Python searching a large list speed

10,449

Solution 1

Two things that might provide some small help:

1) Use the approach in this SO answer to read through your large file the most efficiently.

2) Change your code from

for x in headwordList:
    m = SequenceMatcher(None, y.lower(), 1)

to

yLower = y.lower()
for x in headwordList:
    m = SequenceMatcher(None, yLower, 1)

You're converting each sentence to lower 650,000 times. No need for that.

Solution 2

You should change headwordList into a set.

The test word in headwordList will be very slow. It must do a string comparison on each word in headwordList, one word at a time. It will take time proportional to the length of the list; if you double the length of the list, you will double the amount of time it takes to do the test (on average).

With a set, it always takes the same amount of time to do the in test; it doesn't depend on the number of elements in the set. So that will be a huge speedup.

Now, this whole loop can be simplified:

     for x in headwordList:
         m = SequenceMatcher(None, y.lower(), x)

         if m.ratio() > percentage:
             percentage = m.ratio()

             word = x

     if percentage > 0.86:        
         sentenceList[count] = word

All this does is find the word from headwordList that has the highest ratio, and keep it (but only keep it if the ratio is over 0.86). Here's a faster way to do this. I'm going to change the name headwordList to just headwords as I want you to make it be a set and not a list.

def check_ratio(m):
    return m.ratio()

y = y.lower()  # do the .lower() call one time
m, word =  max((SequenceMatcher(None, y, word), word) for word in headwords, key=check_ratio)
percentage = max(percentage, m.ratio())  # remember best ratio
if m.ratio() > 0.86:
    setence_list.append(word)

This might seem a bit tricky but it is the fastest way to do this in Python. We will call the built-in max() function to find the SequenceMatcher result that has the highest ratio. First, we build a "generator expression" that tries all the words in headwords, calling SequenceMatcher() on each. But when we are done, we also want to know what the word was. So the generator expression produces tuples, where the first value in the tuple is the SequenceMatcher result and the second value is the word. The max() function cannot know that what we care about is the ratio, so we have to tell it that; we do this by making a function that tests what we care about, then passing that function as the key= argument. Now max() finds the value with the highest ratio for us. max() consumes all the values produced by the generator expression and returns a single value, which we then unpack into the varaibles m and word.

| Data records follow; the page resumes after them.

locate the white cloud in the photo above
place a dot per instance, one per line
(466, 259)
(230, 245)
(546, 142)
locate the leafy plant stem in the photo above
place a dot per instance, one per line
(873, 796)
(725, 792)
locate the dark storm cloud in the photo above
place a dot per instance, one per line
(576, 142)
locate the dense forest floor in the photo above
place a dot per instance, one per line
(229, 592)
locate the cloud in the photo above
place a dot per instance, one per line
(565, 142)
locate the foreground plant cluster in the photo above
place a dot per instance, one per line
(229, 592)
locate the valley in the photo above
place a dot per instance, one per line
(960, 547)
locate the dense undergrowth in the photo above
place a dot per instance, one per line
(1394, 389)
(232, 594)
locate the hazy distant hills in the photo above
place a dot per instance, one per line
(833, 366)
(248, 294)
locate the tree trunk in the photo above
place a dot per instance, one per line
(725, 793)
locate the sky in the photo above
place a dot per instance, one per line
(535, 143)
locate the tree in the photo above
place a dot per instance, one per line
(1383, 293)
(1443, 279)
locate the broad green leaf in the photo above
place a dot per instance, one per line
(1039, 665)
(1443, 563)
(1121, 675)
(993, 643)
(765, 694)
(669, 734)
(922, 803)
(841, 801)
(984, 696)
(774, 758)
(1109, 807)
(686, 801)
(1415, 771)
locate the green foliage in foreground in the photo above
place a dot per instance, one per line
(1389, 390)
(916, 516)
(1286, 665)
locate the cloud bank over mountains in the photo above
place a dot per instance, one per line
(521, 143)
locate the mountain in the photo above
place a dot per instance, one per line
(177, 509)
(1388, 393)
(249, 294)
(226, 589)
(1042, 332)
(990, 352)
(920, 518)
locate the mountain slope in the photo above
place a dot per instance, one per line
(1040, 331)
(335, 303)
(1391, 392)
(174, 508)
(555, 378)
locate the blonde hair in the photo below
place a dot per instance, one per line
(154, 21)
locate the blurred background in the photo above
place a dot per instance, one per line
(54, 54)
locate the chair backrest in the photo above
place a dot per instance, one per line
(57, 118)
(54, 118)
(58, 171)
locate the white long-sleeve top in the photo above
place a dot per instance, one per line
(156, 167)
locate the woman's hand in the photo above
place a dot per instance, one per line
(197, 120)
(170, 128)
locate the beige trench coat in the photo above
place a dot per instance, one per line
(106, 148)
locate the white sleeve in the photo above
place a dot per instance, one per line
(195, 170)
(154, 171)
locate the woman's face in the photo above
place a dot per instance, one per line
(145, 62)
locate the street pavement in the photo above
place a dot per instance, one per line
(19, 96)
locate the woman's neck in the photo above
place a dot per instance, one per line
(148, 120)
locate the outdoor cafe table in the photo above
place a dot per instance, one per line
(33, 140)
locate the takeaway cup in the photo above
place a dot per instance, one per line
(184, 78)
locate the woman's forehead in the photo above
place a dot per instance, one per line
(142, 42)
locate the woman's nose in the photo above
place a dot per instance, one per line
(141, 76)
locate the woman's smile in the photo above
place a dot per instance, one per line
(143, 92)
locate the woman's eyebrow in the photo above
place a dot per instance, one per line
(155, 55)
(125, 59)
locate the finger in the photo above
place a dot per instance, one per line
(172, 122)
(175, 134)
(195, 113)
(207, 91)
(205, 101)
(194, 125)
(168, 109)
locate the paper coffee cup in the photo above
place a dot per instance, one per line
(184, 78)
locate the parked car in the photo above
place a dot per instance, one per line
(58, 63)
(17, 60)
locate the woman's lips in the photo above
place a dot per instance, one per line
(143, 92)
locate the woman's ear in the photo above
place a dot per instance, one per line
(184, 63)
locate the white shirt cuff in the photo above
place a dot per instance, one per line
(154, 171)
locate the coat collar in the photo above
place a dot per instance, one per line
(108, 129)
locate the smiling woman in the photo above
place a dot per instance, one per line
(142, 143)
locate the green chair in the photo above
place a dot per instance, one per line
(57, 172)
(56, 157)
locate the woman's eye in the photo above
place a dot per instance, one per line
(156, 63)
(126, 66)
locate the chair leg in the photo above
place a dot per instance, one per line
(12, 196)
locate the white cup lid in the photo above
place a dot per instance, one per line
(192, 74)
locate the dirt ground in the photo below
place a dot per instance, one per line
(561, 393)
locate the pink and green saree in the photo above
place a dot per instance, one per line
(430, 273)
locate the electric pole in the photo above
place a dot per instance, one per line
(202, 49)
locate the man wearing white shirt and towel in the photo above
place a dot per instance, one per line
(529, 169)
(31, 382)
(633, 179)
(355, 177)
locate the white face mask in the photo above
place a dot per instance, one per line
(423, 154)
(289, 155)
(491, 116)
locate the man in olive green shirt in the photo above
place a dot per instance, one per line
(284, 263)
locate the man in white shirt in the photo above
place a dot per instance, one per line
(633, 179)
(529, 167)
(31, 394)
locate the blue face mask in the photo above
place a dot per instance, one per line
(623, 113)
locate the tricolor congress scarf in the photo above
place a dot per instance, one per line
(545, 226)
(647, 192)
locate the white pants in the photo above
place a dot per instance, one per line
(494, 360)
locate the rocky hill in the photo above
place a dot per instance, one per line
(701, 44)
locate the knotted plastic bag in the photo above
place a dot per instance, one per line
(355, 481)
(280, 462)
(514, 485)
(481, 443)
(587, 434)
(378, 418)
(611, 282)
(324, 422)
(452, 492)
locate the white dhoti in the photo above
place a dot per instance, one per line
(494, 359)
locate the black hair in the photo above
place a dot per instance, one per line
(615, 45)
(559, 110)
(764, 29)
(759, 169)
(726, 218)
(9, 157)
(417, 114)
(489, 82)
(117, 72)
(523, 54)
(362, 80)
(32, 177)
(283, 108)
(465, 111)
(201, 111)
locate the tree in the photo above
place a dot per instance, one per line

In Python, it is best practice to use variable names like sentence_list rather than sentenceList. Please see these guidelines: http://www.python.org/dev/peps/pep-0008/

It is not good practice to use an incrementing index variable and assign into indexed positions in a list. Rather, start with an empty list and use the .append() method function to append values.

Also, you might do better to build a dictionary of words and their ratios.

Note that your original code seems to have a bug: as soon as any word has a percentage over 0.86, all words are saved in sentenceList no matter what their ratio is. The code I wrote, above, only saves words where the word's own ratio was high enough.

EDIT: This is to answer a question about generator expressions needing to be parenthesized.

Whenever I get that error message, I usually split out the generator expression by itself and assign it to a variable. Like this:

def check_ratio(m):
    return m.ratio()

y = y.lower()  # do the .lower() call one time
genexp = ((SequenceMatcher(None, y, word), word) for word in headwords)
m, word =  max(genexp, key=check_ratio)
percentage = max(percentage, m.ratio())  # remember best ratio
if m.ratio() > 0.86:
    setence_list.append(word)

That's what I suggest. But if you don't mind a complicated line looking even busier, you can simply add an extra pair of parentheses as the error message suggests, so the generator expression is fully parenthesized. Like so:

m, word =  max(((SequenceMatcher(None, y, word), word) for word in headwords), key=check_ratio)

Python lets you omit the explicit parentheses around a generator expression when you pass the expression to a function, but only if it is the only argument to that function. As we are also passing a key= argument, we need a fully parenthesized generator expression.

But I think it's easier to read if you split out the genexp on its own line.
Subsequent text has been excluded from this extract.